Data is easy to collect. Trust is not.

Author:

Our industry is engaged in an important dialogue to improve the efficiency and resilience of real assets through transparency and industry collaboration. This article is a contribution to this larger conversation and does not necessarily reflect GRESB’s position.

In ESG reporting, almost everyone has numbers.

Temperature. CO₂. Energy use. Air quality scores.

But when investors, auditors, or assessors start asking deeper questions—like how it was measured, whether it is consistent across assets, and whether it can be verified—that is when data quality becomes the real differentiator.

For companies reporting to GRESB, indoor environmental data is not just a nice addition. It forms part of how you demonstrate governance, risk management, and commitment to health and well-being. That only works if the data is credible.

Monitoring is one thing. Verified data is another.

Many buildings say they monitor air quality. But strong ESG reporting requires more than installing a device and exporting a spreadsheet. You need:

  • Continuous readings, not one-time snapshots
  • Standardized measurements across sites
  • Clear timestamps and audit trails
  • Accurate and verifiable data
  • Data you can confidently present to third parties

That is the difference between having numbers and having defensible data.

A real example: when data reveals what you can’t see

In a Singapore office deployment, a leading facilities company installed uHoo monitors across its space. The findings were not dramatic, but they were important.

Continuous monitoring revealed inconsistent temperatures caused by malfunctioning thermostats. It also showed elevated CO₂ levels contributing to occupant fatigue. These were not complaints pulled from surveys. They were measurable, time-stamped environmental readings. With that information, the facilities team adjusted ventilation, fixed HVAC issues, and improved overall comfort. The result:

  • Better occupant experience
  • Reduced unnecessary energy waste
  • Clear documentation of improvements made

That kind of measurable action strengthens reporting, especially when submitting to global ESG benchmarks. It shows the data is not just being collected—it is being used.

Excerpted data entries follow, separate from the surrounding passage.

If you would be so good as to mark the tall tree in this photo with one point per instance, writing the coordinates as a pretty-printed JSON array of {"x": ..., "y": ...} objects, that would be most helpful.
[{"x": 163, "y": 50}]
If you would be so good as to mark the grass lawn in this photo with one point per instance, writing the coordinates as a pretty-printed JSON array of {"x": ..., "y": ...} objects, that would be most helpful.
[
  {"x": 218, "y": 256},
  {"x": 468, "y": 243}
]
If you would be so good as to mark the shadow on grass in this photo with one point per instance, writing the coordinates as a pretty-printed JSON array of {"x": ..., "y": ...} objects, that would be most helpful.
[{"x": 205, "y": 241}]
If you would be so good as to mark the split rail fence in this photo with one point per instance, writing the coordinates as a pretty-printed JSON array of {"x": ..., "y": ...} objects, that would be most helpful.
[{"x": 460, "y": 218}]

How uHoo ensures the data holds up

For our clients, the question is not just what the readings are today. It is whether they can stand behind the data. Here is how we make sure they can:

  • Dedicated sensors, not estimates
    Each key parameter—such as PM2.5, CO₂, TVOCs, humidity, and temperature—is measured directly.
  • Calibration and quality control
    Devices go through strict testing before deployment to ensure consistency across buildings.
  • Cloud validation
    Data is continuously processed to detect anomalies and irregular spikes, reducing the risk of reporting errors.
  • Secure, timestamped records
    Every reading is stored, creating a clear audit trail that supports ESG disclosures and third-party verification.

For asset managers handling multiple properties, this also means standardized data across the portfolio, which is something assessors evaluate closely.

Why this matters for investors

ESG frameworks do not only look at whether you monitor environmental factors. They look at coverage, governance, risk mitigation, and whether systems are in place to manage performance over time. When indoor environmental data is consistent, validated, and actionable, it strengthens:

  • Health and well-being indicators
  • Environmental monitoring disclosures
  • Governance narratives
  • Investor confidence

In a market where ESG claims are increasingly scrutinized, credibility matters.

The bottom line

Anyone can install a sensor. Not everyone can produce data that stands up to scrutiny.

For our clients, data quality is not a technical detail; it is a prerequisite. It gives them confidence when they submit reports, engage stakeholders, and communicate sustainability performance.

In ESG, the real asset is not the dashboard. It is the trust behind the data.